Burbank got off on good footing with Geronimo by calling him chief, and not a nickname. The soldiers had nicknamed this short, muscular chief "Gerry," and this did not go over well with this wizened guerrilla warrior of the American Southwest.
Burbank also offered the chief a cigarette, which the chief accepted. The two men, one a 30ish white artist from Chicago and the other a fierce warrior of the desert, puffed silently while they considered each other.
"All this time Geronimo was peering at my face," Burbank said. The chief warmed to Burbank and, eventually, over the weeks that followed, allowed a portrait to be done. Burbank never returned to polite society, in spirit, again. He wrote his uncle, "I have never been so taken with a subject as I am with these Indians. I have made arrangements to stay here all summer."
He vowed, as his life's commission, to paint every Indian tribe in America. He failed in that, but he did his best to record on canvas or paper quite a few tribes, including Apache, Navajo, Hopi, Cheyenne, Sioux, Kiowa and Nez Perce.
"The rest of my life will be devoted among the Indians, and I have a life's work ahead of me," he wrote.

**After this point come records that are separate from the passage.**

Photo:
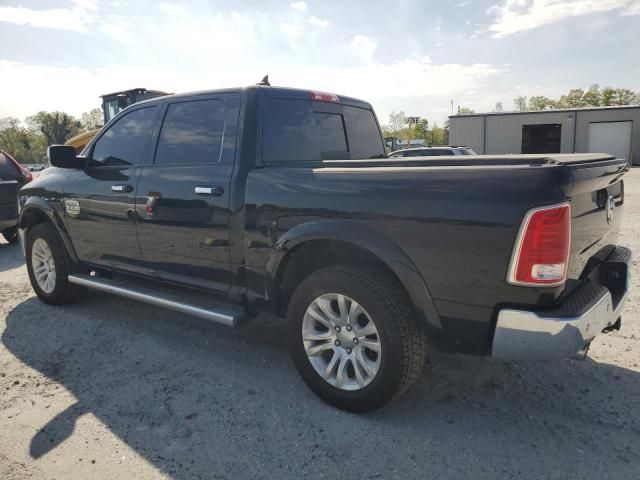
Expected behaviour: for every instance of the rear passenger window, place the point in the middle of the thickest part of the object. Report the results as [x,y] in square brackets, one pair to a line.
[192,132]
[294,132]
[363,132]
[123,143]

From 1897 to 1910, he painted thousands of portraits, returning to Chicago to sell some, deliver others to his uncle for ethnological reasons and to decorate his studio with the remainder.
Uncomfortable in social circles and suffering from severe bouts of depression, Burbank retreated from his Chicago world more and more into the broad expanse of the West.
"I am so glad 1 am not cooped up in a studio in Chicago," he wrote his Field Museum uncle. "I'd rather be with the Indians than white people, as I have more fun with them and get along so nice with them."
As the famous American Indian personalities died, so did patron interest in his paintings. To make financial ends meet, he switched from oils to red conte crayon drawings, selling more than 4,000 of them.
He sold genre scenes and Indian pictures to tourists from a Navajo reservation trading post in Arizona, and tried to expand his audience by moving first to Los Angeles and then to San Francisco.
After he was struck by a cable car, he died relatively impoverished in 1949.
He left no known progeny, and he may have been married as many as three times. .
His remains today are in the Ayer compound at Mount Auburn Cemetery in Harvard. .
Besides the 68 oils, there are additional items on display at the free spring and summer exhibit.
They include four letters from Burbank to Ayer, six original Conte crayon drawings, a portrait of Ayer, a calendar of Burbank reproductions from 1899 and Burbank's photographs of the American West.